Burkina Faso: Machines à sous - Traque à Nouna

Commune de Nouna : «Ces machines qui avalent les sous des jeunes ». Tel était le titre de l'article paru dans notre édition n° 9924 du jeudi 29 août 2019. Eh bien, dans la nuit du lundi 16 septembre dernier, la police a procédé à une traque des casinos flippers à Nouna.

Ces machines qui avaient subitement inondé toute la province avaient causé la montée de l'incivisme. Il était donc temps d'agir.

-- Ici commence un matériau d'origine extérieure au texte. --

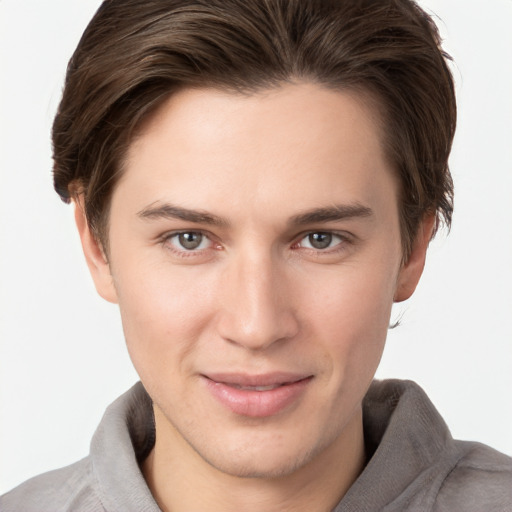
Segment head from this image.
[54,0,455,486]
[53,0,456,259]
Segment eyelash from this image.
[160,230,353,258]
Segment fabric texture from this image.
[0,380,512,512]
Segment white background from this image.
[0,0,512,493]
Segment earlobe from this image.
[73,195,117,303]
[394,215,436,302]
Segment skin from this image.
[76,83,433,511]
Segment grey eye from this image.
[308,233,333,249]
[178,231,203,251]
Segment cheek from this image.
[310,267,394,375]
[115,266,216,382]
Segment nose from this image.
[217,251,299,350]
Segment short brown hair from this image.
[53,0,456,257]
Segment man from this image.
[3,1,511,510]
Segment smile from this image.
[204,374,313,418]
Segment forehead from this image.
[118,83,396,220]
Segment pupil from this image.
[179,233,203,249]
[309,233,332,249]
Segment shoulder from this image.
[0,457,104,512]
[434,441,512,512]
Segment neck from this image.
[142,408,365,512]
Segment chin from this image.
[194,435,323,479]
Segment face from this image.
[79,84,425,476]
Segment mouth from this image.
[203,373,313,418]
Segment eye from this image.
[299,231,343,251]
[167,231,211,251]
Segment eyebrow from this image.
[288,203,373,226]
[137,203,229,226]
[137,203,373,227]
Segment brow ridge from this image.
[289,203,373,226]
[137,203,229,226]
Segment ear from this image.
[73,195,117,303]
[394,215,436,302]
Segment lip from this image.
[203,372,313,418]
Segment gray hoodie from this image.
[0,380,512,512]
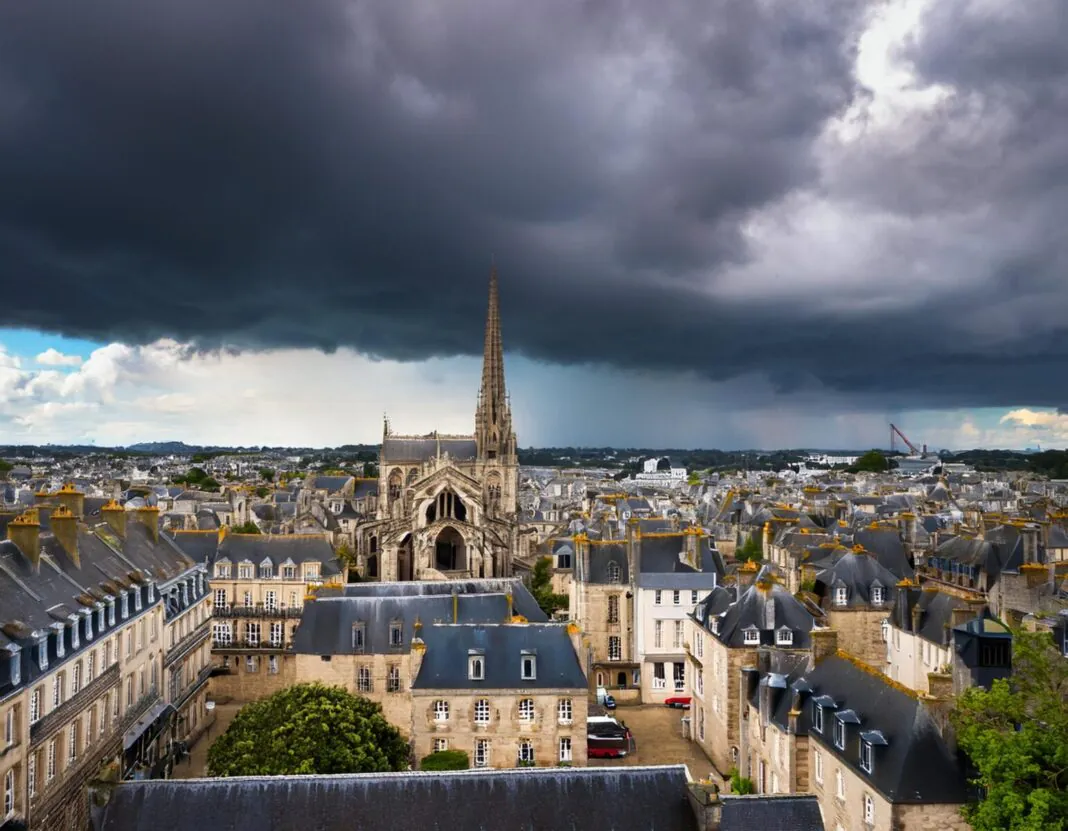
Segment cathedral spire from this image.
[475,266,512,458]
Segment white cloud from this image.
[33,346,81,366]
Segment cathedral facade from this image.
[358,270,519,581]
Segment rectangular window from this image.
[474,739,489,768]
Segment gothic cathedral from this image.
[358,269,519,580]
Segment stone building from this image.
[217,580,588,767]
[356,270,520,581]
[687,566,819,771]
[0,486,207,831]
[814,546,899,667]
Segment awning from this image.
[123,702,174,750]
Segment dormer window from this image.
[468,652,486,681]
[861,740,875,773]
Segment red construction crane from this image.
[890,424,920,456]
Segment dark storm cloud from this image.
[0,0,1068,405]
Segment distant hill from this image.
[126,441,204,456]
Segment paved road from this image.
[590,704,720,782]
[174,704,241,779]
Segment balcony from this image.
[211,638,293,653]
[211,603,303,618]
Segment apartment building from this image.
[0,485,206,831]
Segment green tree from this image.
[531,556,567,617]
[849,450,890,473]
[952,631,1068,831]
[207,684,409,777]
[419,750,471,770]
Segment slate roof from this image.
[382,435,477,465]
[95,765,696,831]
[335,577,549,623]
[805,653,968,804]
[719,794,823,831]
[411,623,587,690]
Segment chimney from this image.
[134,505,159,543]
[808,629,838,670]
[7,508,41,570]
[48,505,81,568]
[52,482,85,519]
[100,500,126,539]
[686,782,723,831]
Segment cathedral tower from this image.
[474,267,516,465]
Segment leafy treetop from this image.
[952,631,1068,831]
[207,684,409,777]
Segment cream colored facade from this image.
[808,740,971,831]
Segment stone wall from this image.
[827,607,890,669]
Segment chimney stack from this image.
[134,505,159,543]
[100,500,126,539]
[808,629,838,670]
[7,508,41,570]
[48,504,81,568]
[52,482,85,519]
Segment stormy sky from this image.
[0,0,1068,445]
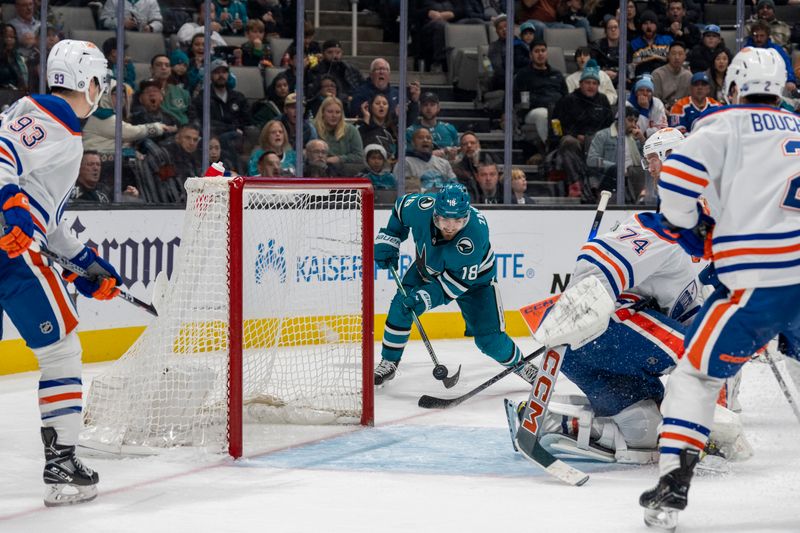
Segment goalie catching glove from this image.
[61,246,122,300]
[0,183,33,259]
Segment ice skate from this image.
[375,359,400,385]
[42,427,100,507]
[639,449,700,531]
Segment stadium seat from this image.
[544,28,588,55]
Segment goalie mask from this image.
[433,183,470,236]
[724,46,787,104]
[47,39,108,118]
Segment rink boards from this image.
[0,209,632,375]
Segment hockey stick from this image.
[516,191,611,486]
[417,347,544,409]
[389,266,461,389]
[39,246,158,316]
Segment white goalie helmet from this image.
[725,46,786,104]
[642,128,684,170]
[47,39,108,114]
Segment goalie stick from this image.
[516,191,611,486]
[417,348,544,409]
[389,266,461,389]
[39,246,158,316]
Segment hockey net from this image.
[81,178,373,457]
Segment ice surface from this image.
[0,339,800,533]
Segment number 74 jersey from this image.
[0,94,83,257]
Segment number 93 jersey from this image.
[0,94,83,257]
[385,194,496,300]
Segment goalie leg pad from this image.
[533,276,615,350]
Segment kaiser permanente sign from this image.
[0,209,632,374]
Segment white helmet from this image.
[725,46,786,104]
[642,128,683,170]
[47,39,108,114]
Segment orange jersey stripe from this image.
[689,289,744,370]
[581,244,628,289]
[39,392,83,405]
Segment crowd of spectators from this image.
[0,0,800,204]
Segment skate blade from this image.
[644,509,678,533]
[44,483,97,507]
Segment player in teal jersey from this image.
[375,184,535,385]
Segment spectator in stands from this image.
[308,39,364,107]
[516,0,592,42]
[156,122,204,203]
[514,41,567,148]
[744,20,797,94]
[419,0,487,72]
[242,19,272,68]
[452,131,497,202]
[258,150,283,178]
[406,92,459,160]
[212,0,247,35]
[253,72,289,128]
[394,128,456,192]
[689,24,732,73]
[475,161,503,204]
[189,59,252,157]
[566,51,617,106]
[100,0,164,33]
[131,78,180,134]
[350,57,420,124]
[208,135,238,175]
[631,11,672,76]
[103,37,136,87]
[653,41,692,109]
[664,0,702,50]
[0,24,28,91]
[176,2,228,48]
[669,72,722,135]
[83,80,177,154]
[356,93,397,161]
[744,0,794,54]
[314,97,364,165]
[586,106,645,202]
[706,48,732,102]
[71,150,112,204]
[247,120,297,176]
[8,0,41,48]
[591,15,633,82]
[511,167,536,205]
[359,144,397,190]
[303,139,343,178]
[280,93,317,150]
[628,76,668,138]
[488,15,535,91]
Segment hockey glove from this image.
[403,288,432,316]
[0,183,33,259]
[61,246,122,300]
[374,231,400,270]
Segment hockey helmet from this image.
[433,183,469,218]
[642,128,683,170]
[724,46,787,104]
[47,39,108,114]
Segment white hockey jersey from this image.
[0,94,83,257]
[658,105,800,289]
[570,212,704,322]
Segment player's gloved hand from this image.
[61,246,122,300]
[373,231,400,270]
[0,183,33,259]
[403,289,431,316]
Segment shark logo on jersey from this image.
[456,237,475,255]
[419,196,436,209]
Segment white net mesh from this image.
[81,178,364,453]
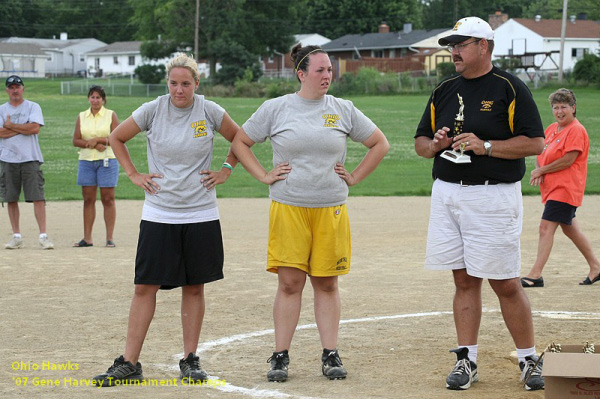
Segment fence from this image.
[60,79,169,97]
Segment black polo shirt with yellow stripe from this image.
[415,67,544,183]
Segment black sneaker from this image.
[446,348,479,390]
[179,352,208,382]
[321,349,348,380]
[519,355,545,391]
[267,350,290,382]
[92,355,144,387]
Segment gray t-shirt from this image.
[0,100,44,163]
[132,94,225,212]
[243,94,376,208]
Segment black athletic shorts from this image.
[542,200,577,226]
[134,220,223,290]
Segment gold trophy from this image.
[440,93,471,163]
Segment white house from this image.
[86,41,142,75]
[3,33,106,75]
[494,17,600,71]
[0,43,47,78]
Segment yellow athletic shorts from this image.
[267,201,351,277]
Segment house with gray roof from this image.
[2,33,106,76]
[0,42,47,78]
[323,24,448,59]
[323,23,451,74]
[87,41,142,75]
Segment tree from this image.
[301,0,422,39]
[524,0,600,21]
[14,0,134,43]
[573,54,600,83]
[129,0,297,83]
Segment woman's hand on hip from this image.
[129,173,163,194]
[334,162,357,186]
[260,162,292,185]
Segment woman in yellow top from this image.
[73,86,119,247]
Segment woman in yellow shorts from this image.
[232,45,389,382]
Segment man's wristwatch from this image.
[483,141,492,157]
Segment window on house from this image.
[571,48,590,60]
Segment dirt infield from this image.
[0,196,600,399]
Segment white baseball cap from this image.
[438,17,494,46]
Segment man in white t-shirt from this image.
[0,75,54,249]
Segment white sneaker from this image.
[40,236,54,249]
[4,236,25,249]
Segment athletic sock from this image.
[458,345,477,364]
[517,346,535,363]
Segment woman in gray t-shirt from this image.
[232,45,389,381]
[94,54,239,386]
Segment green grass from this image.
[5,79,600,200]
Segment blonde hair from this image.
[167,53,200,82]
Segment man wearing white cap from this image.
[415,17,544,390]
[0,75,54,249]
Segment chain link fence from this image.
[60,79,169,97]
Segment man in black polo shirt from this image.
[415,17,544,390]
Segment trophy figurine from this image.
[440,93,471,163]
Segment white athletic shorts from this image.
[425,179,523,280]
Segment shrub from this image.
[573,54,600,83]
[435,62,456,80]
[265,80,299,98]
[133,64,166,84]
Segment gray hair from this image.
[548,87,577,116]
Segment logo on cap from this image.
[6,75,25,87]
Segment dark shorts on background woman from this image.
[542,200,577,226]
[134,220,223,290]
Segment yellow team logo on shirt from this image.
[192,120,208,138]
[322,114,341,127]
[480,100,494,112]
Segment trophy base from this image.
[440,150,471,163]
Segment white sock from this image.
[517,346,535,363]
[459,345,477,364]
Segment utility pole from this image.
[194,0,199,63]
[558,0,569,84]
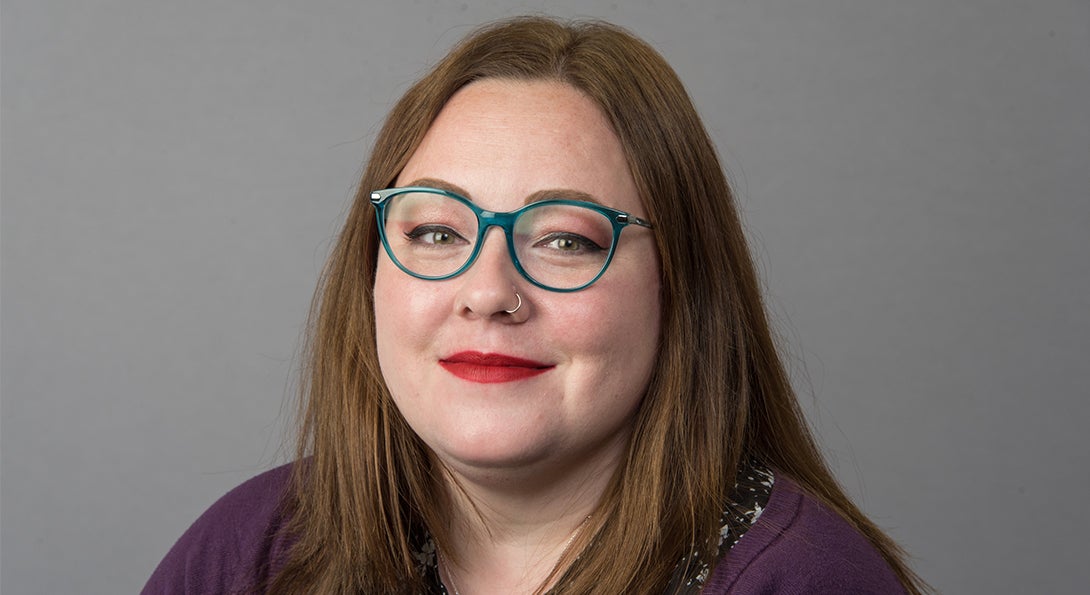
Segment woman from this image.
[146,13,924,595]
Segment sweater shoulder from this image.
[704,475,904,595]
[142,464,292,595]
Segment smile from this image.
[439,351,554,385]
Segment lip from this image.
[439,351,554,385]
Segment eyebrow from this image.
[407,178,603,205]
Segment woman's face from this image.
[375,80,659,477]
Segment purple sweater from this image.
[143,465,904,595]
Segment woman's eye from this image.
[405,226,464,246]
[537,233,602,254]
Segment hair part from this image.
[270,17,927,593]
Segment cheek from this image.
[561,273,661,393]
[375,258,435,366]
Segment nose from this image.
[453,228,529,321]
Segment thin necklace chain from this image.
[435,514,591,595]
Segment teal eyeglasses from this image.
[371,186,652,292]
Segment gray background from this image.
[0,0,1090,595]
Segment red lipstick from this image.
[439,351,553,385]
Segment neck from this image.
[438,433,619,595]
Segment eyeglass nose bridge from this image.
[462,208,536,287]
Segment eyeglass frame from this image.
[371,186,655,293]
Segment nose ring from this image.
[504,291,522,314]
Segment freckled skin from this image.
[375,80,661,481]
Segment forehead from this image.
[398,80,642,215]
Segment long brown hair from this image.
[270,17,925,593]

«La diffusion, l'organisation de toutes formes de jeux de hasard à caractère spéculatif et l'exploitation de tout établissement de jeux de hasard sous quelque dénomination que ce soit sont soumises à autorisation préalable du ministère chargé des finances», dispose la section 1 de la loi numéro 027-2008/AN du 8 mai portant réglementation des jeux de hasard au Burkina Faso.

Ainsi, en plus de leur nature susceptible de porter atteinte à l'ordre public, les machines à sous, qui précipitent la jeunesse dans la déchéance, sont illégales.

Dans la parution du 29 août dernier de L'Observateur Paalga, nous évoquions ce business anarchique et plaidions pour des mesures de réglementation, tant le phénomène prenait une tournure préoccupante.

Les jeunes usaient en effet de tous les moyens pour se procurer de l'argent afin de faire vomir les machines. Ce jeu était devenu le passe-temps favori des enfants. Des débrouillards se condamnaient à y vider leurs maigres revenus. Bref, la faillite guettait plus d'un.

Mais, dans la matinée du mardi 17 septembre, des courses quotidiennes nous ont amené au centre-ville de Nouna.

Nous avons alors jeté des coups d'œil aux points habituels d'attroupement autour des machines à sous et avons croisé les regards affligés de certains accros dont la fameuse machine avait avalé les sous. Constat : pas de foule sur lesdits sites. Nous faisons le tour de la ville : rien.

« La police a fait une patrouille hier nuit pour saisir les machines », nous apprend le gérant ; plutôt l'ex-gérant d'un site qui était des plus fréquentés. Le pauvre prétend pourtant détenir une autorisation d'exploitation des flippers comme d'ailleurs plusieurs autres exploitants.

Après renseignement, nous constatons qu'il y a confusion. En effet, c'est une autorisation d'exploitation d'espace public qu'il se serait fait délivrer et non une permission d'ouverture d'établissement de jeux de hasard.

Cette chasse aux machines est perçue par la majeure partie des Kossilais comme un pas de géant dans la lutte contre la délinquance juvénile et l'incivisme dans cette province.

Sur les réseaux sociaux et dans les grins de thé, l'initiative est vivement saluée. Avec la rentrée scolaire qui pointe à l'horizon, certains s'inquiétaient pour les élèves qui auraient été sans doute tentés de se faire de l'argent facile en misant leur scolarité.

Pour l'anecdote, ces derniers font référence au cas d'un vieil homme de la ville qui est allé toucher la cagnotte de 50 000 FCFA au nom de ses pairs du quartier. A son retour, il eut une soudaine envie de multiplier l'argent et de garder le gain éventuel.

Il fonça au casino et y perdit tout. C'est le gérant qui informera sa famille plus tard du départ improvisé du vieillard pour le Mali et par le système « arriver-payer ». Pour Yacouba Traoré, une ancienne victime du jeu, l'interdiction des machines va faire du bien à la société et surtout aux accros.

«Le jeu crée une dépendance telle que le joueur lui-même essaie d'arrêter en vain », confie-t-il. Si la ville de Nouna est désormais délivrée de ces machines, il serait important d'étendre cette « éradication » aux villages qui en sont inondés pour contenir entièrement le phénomène.